The Bean Bed

 

Richard Bell's Wild West Yorkshire nature diary, Friday, 6th July, 2007

beansEVEN WHEN IT’S RAINING, as it often is, I can walk down our new woodchip path (glad that’s finished at last) and draw under cover in the greenhouse. The choice of subject is a limited, but I’m happy to spend half an hour or so drawing our flourishing vegetable crops.

The broad bean is Witkiem-Manita (Johnson's seeds) 'one of the earliest and quickest to crop, giving tasty white beans over a long season'. We've found it far more productive than the Bunyard's Exhibition which we normally grow but of course a lot of this is due to the exceptionally wet weather we've had which has swelled the pods.

I sowed the beans in staggered rows just 6 inches between plants. This means that one packet of seeds filled in a 4 ft x 4 ft square at the end of our new Z-shaped deep bed. If you weren’t so pressed for space, you could sow them the traditional way, in a double row, 12 inches apart and about 4 inches between plants, leaving a 3 ft gap if you planted a second row. Two double rows would take up about half the space available in our entire veg garden so I’m keen on the deep bed method.

tomato flowersThe tomato (right), now in flower, is Moneymaker. We’ve planted two Moneymakers in the raised bed in the greenhouse, and one each of Alicante, Beefsteak, Sungold and the small sweet, old-fashioned tasting Gardener’s Delight. As it took a while to prepare the beds, I’d potted some of these on into larger pots of a peat-free, multi-purpose compost. Their leaves started looking yellowish, so they weren’t getting all they should have from the compost but I notice that now they’re in the raised bed the new growth is lusher and a deeper green.

I refreshed the soil in the raised bed (after evicting the ants, see previous diary entry!) by digging in plenty of compost from our compost bins and giving it a sprinkling of blood, fish and bonemeal for good measure.

Bella ItaliaLa Dolce Vita

My sketch of Chianti bottles on a corner table sums up the relief I felt in escaping from our routine for an impromtu pasta. Barbara had been at a meeting all morning, I’d finally started laying out the pages of a new book and we didn’t quite feel like grabbing a sandwich for lunch and engaging with our next chore so we set off to the Bella Italia at Birstall.
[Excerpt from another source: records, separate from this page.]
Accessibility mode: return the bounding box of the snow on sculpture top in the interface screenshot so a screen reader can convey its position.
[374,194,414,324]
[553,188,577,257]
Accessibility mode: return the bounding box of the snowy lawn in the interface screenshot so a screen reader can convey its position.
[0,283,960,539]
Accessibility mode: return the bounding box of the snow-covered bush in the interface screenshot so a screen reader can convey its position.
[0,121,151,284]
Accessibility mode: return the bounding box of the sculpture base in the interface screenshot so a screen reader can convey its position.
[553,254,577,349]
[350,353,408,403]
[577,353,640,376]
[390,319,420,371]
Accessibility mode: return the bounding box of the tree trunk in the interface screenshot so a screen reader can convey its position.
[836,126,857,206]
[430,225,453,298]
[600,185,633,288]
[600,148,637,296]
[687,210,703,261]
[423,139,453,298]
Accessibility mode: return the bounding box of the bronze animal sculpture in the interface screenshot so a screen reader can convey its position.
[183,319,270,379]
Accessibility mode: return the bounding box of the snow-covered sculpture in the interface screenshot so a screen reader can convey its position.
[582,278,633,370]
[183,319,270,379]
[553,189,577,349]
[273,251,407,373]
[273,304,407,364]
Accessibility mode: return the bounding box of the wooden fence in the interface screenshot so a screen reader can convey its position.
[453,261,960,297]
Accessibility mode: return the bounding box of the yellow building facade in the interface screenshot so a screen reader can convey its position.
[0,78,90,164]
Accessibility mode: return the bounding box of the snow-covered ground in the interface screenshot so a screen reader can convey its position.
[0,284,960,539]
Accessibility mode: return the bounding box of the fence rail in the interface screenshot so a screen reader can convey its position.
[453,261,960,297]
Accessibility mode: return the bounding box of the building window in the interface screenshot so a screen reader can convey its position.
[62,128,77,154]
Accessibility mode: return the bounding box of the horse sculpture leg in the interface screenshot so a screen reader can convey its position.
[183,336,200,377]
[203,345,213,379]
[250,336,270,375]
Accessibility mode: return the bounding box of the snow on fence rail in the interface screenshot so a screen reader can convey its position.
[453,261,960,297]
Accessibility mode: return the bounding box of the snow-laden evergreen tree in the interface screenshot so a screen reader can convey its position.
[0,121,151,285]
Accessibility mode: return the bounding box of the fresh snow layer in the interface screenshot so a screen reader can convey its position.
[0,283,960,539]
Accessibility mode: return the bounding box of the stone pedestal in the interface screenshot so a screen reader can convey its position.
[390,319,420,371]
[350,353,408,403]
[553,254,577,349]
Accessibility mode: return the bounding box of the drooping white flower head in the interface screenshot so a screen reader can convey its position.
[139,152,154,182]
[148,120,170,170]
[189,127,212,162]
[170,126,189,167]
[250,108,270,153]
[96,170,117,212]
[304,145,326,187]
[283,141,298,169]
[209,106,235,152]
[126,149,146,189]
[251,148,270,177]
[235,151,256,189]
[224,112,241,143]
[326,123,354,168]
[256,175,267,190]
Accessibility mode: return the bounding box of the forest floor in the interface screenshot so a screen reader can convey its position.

It comes as a surprise to discover that we do actually have the freedom to step out for an hour or two from our regular round of work, errands, appointments and gatherings. A rare event for us.

I like the artful way the designers have managed to conjure up a friendly Italian ambience, here in a corner of a retail park. But sometimes it works the other way; a professional painter and decorator who I work with on the scenery for our annual pantomime has worked in Italy fitting out bars as English and Irish pubs. These are skilfully distressed so that you’d assume they’d been there for years.